The Myths of Gifted ChildrenAmy Kuras
Every parent thinks their kid is a genius. But for some people, their kids actually are far above the norm. They’re not just good in school — as a matter of fact, sometimes they are not good in school at all. Instead, they fall into the category of “gifted children.”
Actually, the idea that “gifted children do very well in school” is one of many myths about gifted children. They often are either so bored they sort of mentally check out of school, or their brain is simply wired differently and a traditional classroom just can’t meet their needs. Because of that, they often do poorly when it comes to grades, although they might be doing things like writing a novel or conducting scientific experiments in their spare time.

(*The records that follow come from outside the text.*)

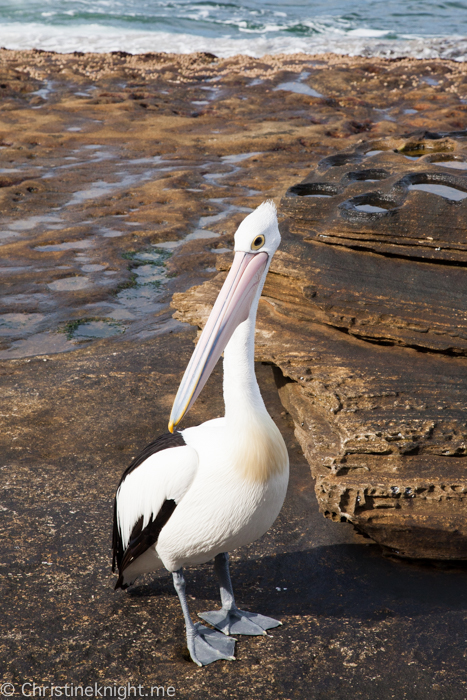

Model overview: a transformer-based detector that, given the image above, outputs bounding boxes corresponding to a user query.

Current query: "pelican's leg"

[172,569,236,666]
[198,552,282,636]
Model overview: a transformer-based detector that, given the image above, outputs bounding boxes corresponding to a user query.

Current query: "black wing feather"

[114,500,177,590]
[112,431,186,585]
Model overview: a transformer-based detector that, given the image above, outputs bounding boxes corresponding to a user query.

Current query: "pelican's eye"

[251,234,265,251]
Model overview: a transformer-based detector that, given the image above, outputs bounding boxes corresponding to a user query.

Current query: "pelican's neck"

[222,289,289,484]
[220,256,289,483]
[223,302,266,425]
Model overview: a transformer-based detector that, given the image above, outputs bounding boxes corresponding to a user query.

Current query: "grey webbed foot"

[205,553,282,637]
[199,608,281,636]
[188,622,236,666]
[172,568,236,667]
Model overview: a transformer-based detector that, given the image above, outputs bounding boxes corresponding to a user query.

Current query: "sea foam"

[0,22,466,60]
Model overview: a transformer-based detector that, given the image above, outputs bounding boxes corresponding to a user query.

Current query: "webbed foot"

[187,622,236,666]
[198,608,281,636]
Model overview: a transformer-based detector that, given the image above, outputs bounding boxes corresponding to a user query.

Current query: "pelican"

[112,201,289,666]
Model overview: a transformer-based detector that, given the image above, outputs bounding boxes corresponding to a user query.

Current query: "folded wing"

[112,432,198,588]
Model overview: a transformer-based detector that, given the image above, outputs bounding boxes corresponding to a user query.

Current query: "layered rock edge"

[173,133,467,560]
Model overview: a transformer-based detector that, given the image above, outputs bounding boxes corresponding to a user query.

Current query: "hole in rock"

[397,142,452,160]
[346,169,390,183]
[399,172,467,201]
[288,182,339,198]
[429,156,467,170]
[355,203,389,213]
[408,183,467,201]
[340,193,399,217]
[318,153,362,170]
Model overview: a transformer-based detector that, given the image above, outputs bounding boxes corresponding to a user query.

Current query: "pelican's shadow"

[129,542,467,621]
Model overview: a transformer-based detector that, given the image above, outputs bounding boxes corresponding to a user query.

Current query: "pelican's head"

[169,201,280,432]
[233,200,281,257]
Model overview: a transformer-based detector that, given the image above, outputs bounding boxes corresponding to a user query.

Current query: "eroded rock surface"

[173,132,467,559]
[2,51,467,694]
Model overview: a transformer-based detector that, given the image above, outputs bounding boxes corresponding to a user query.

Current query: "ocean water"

[0,0,466,59]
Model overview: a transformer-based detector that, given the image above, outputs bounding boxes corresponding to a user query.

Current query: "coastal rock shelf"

[173,132,467,560]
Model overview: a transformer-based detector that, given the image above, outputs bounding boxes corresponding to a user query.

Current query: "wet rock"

[173,132,467,560]
[3,50,467,692]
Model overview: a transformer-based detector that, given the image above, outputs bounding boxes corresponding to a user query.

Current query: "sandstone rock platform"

[174,132,467,560]
[2,50,467,694]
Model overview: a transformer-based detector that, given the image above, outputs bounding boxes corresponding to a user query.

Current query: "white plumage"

[113,201,289,666]
[116,444,198,567]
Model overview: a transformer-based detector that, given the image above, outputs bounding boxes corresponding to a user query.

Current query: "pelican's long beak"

[169,251,268,432]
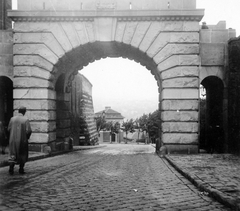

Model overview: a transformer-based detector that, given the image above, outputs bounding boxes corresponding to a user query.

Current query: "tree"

[122,119,135,144]
[95,116,106,136]
[147,110,161,139]
[136,110,161,144]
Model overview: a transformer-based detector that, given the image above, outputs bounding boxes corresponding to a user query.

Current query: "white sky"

[12,0,240,119]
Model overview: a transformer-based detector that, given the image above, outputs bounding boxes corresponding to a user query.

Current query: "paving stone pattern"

[166,154,240,210]
[0,144,230,210]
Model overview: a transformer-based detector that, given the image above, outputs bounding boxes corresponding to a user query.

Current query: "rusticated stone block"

[73,22,90,45]
[14,66,52,80]
[162,122,198,133]
[14,22,73,53]
[115,22,126,42]
[29,132,56,144]
[147,32,199,57]
[13,89,56,99]
[162,133,198,144]
[161,66,198,80]
[162,99,198,110]
[14,99,56,110]
[26,110,56,121]
[131,22,151,48]
[30,121,56,133]
[162,88,198,99]
[162,111,198,121]
[14,77,54,89]
[123,22,138,44]
[14,44,58,64]
[162,77,198,88]
[85,22,95,43]
[61,22,81,48]
[139,22,165,53]
[14,33,65,58]
[158,55,199,71]
[14,55,53,72]
[154,44,199,64]
[200,43,225,66]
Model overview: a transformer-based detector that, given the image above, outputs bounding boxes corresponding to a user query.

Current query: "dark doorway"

[0,76,13,129]
[200,76,224,153]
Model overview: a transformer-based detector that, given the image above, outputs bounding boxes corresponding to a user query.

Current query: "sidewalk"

[165,154,240,211]
[0,145,106,168]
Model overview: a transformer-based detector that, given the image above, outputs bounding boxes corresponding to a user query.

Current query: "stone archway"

[9,6,203,153]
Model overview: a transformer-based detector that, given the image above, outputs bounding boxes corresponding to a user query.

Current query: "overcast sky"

[12,0,240,119]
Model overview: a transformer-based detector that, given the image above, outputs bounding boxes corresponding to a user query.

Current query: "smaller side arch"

[200,66,226,87]
[0,76,13,128]
[199,76,225,153]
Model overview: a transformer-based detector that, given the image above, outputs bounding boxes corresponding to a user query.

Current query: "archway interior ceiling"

[56,41,160,86]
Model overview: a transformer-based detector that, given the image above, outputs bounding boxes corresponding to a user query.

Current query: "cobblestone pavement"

[165,154,240,210]
[0,144,230,211]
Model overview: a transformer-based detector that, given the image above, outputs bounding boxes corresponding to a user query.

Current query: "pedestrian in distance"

[8,106,32,175]
[0,121,8,154]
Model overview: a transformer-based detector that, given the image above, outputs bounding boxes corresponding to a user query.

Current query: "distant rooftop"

[95,106,124,120]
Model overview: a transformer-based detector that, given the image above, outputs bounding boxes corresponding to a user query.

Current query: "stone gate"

[4,0,236,153]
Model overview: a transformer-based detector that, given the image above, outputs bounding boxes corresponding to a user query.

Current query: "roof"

In 1982, Gifted Child Quarterly, the journal published by the National Association for Gifted Children, published an article on myths about educating gifted children. In their current issue, the journal gave the research a fresh look and found that most of the myths remain, and some new ones have joined them. Among those are:
* Creativity is too difficult to measure
* Gifted education means having a program
* High ability students don’t face problems and challenges
* It’s “fair” to teach all children the same way
* Advanced Placement (AP) is an adequate secondary program.
I think anyone who’s watched these kids struggle in school would agree that while traditional schools might do a great job of educating the kids within the spectrum of normal, they’re not so good about dealing with anyone outside that group. I don’t have any answers. Do you?